Maine is great but I still feel like NZ is home. However more and more words like ‘ketchup’, ‘hood” (of a car), and ‘restroom’ are sneaking into my vocabulary.
You also travel quite a bit: During the winters you travel to ski races and in the summers you have worked in Rwanda for a UN program, worked at the Snow Farm in NZ, and have taken these epic adventures in Uganda and Tibet. It seems like you are a pretty adaptable traveler, but does the travel ever wear on you? And: How have you managed to train with such an irregular schedule?
Travel sometimes wears on me, but usually less than being stuck in one place.
The irregular schedule has definitely hurt my training at times. In my last years at Dartmouth I had too much going on and was under-performing. I am getting better now at working out the balance. It’s much easier when you’re not at school getting sick, drunk, tired, over worked and injured (often all at the same time). That being said I don’t think I could train long term without mixing it up. I like feeling that skiing is creating options for me not limiting them.
I have read from your local paper, the Otago Daily Times, that the group of five skiers recently named to the NZ Olympic Team is the highest caliber of nordic athletes that New Zealand has ever had. Have you noticed an increase in the popularity of nordic racing over the past years that you have returned to NZ to train, race, and coach – and – what is your projection for its evolution in your home country?
Ben’s note: 5 skiers named to the NZ National Team, Olympic selection is not official until Jan 28th.
I have worked as a ski instructor and junior coach at the Snow Farm over the years. It is a relatively new sport for most people and its popularity is growing. I believe New Zealand has huge potential to develop XC skiing, from the recreation and racing level. NZ has a long history of producing world class endurance athletes, and has been especially dominant in middle distance running, triathlon, multisport, adventure racing, rowing and kayaking. Recently there have been significant efforts made to develop winter sports, most notably the addition of the NZ Winter Games, the largest winter sporting event outside of the Olympics. Unfortunately, as in the States, XC gets a bit of a backseat to freestyle and alpine skiing but it is definitely headed in the right direction. It is an exciting time to be involved in the development of the sport.
Has New Zealand ever had a structured team or coach before at the national level?
Yes and no. They have had various athletes, and support for those athletes over the years but nothing reassembling a structured team.
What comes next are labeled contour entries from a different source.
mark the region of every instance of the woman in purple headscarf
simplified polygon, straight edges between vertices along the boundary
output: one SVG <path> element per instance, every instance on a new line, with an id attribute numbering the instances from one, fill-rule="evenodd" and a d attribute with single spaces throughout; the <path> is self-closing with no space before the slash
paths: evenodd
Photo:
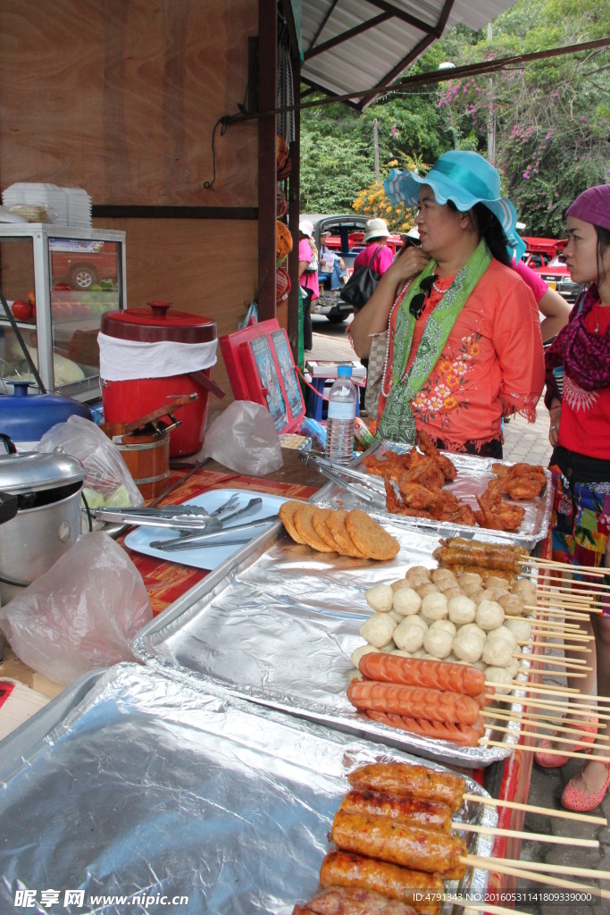
<path id="1" fill-rule="evenodd" d="M 573 280 L 587 287 L 546 355 L 544 403 L 554 447 L 553 559 L 610 568 L 610 185 L 590 188 L 574 200 L 568 210 L 567 234 L 568 269 Z M 610 582 L 610 575 L 573 577 L 592 590 L 601 581 Z M 610 597 L 597 599 L 603 615 L 592 614 L 588 629 L 595 637 L 597 694 L 610 696 Z M 569 649 L 565 655 L 578 657 Z M 593 694 L 594 679 L 594 670 L 586 680 L 570 685 Z M 568 717 L 585 743 L 592 743 L 595 733 L 608 735 L 593 708 L 589 718 L 573 713 Z M 565 744 L 544 740 L 540 747 L 540 765 L 551 769 L 568 761 L 568 757 L 544 752 L 549 748 L 565 751 Z M 598 744 L 595 755 L 608 755 L 608 763 L 586 763 L 566 785 L 564 807 L 585 811 L 601 803 L 610 786 L 610 749 Z"/>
Although we have trained at the Snow Farm together, currently all the athletes are essentially racing as individuals for NZ. This is changing, now that we have a solid group of senior and junior athletes, there is work on developing long-term development pipelines and team structures. As always funding is a major hurdle.
What is your schedule like until Vancouver – How long will you train and race with MWSC and will you go back to New Zealand for awhile before Vancouver so that you can train with the NZ team?
I am in Finland now for a couple weeks of early season training and racing. After that I will head back to the States to train and race with MWSC. I’ll spend the rest of the time before the Games in North America. Specifics depend on how qualification goes so I have a couple different scenarios planned out. I would like to nail the qualification standard early so I can focus on being fast in February. The rest of the NZ team are scattered across Europe, Canada, and the US, I will hook up with them from time to time but for the most part we have separate schedules.
What are your goals for Vancouver?
The same as everyone’s: to represent my country to the best of my ability.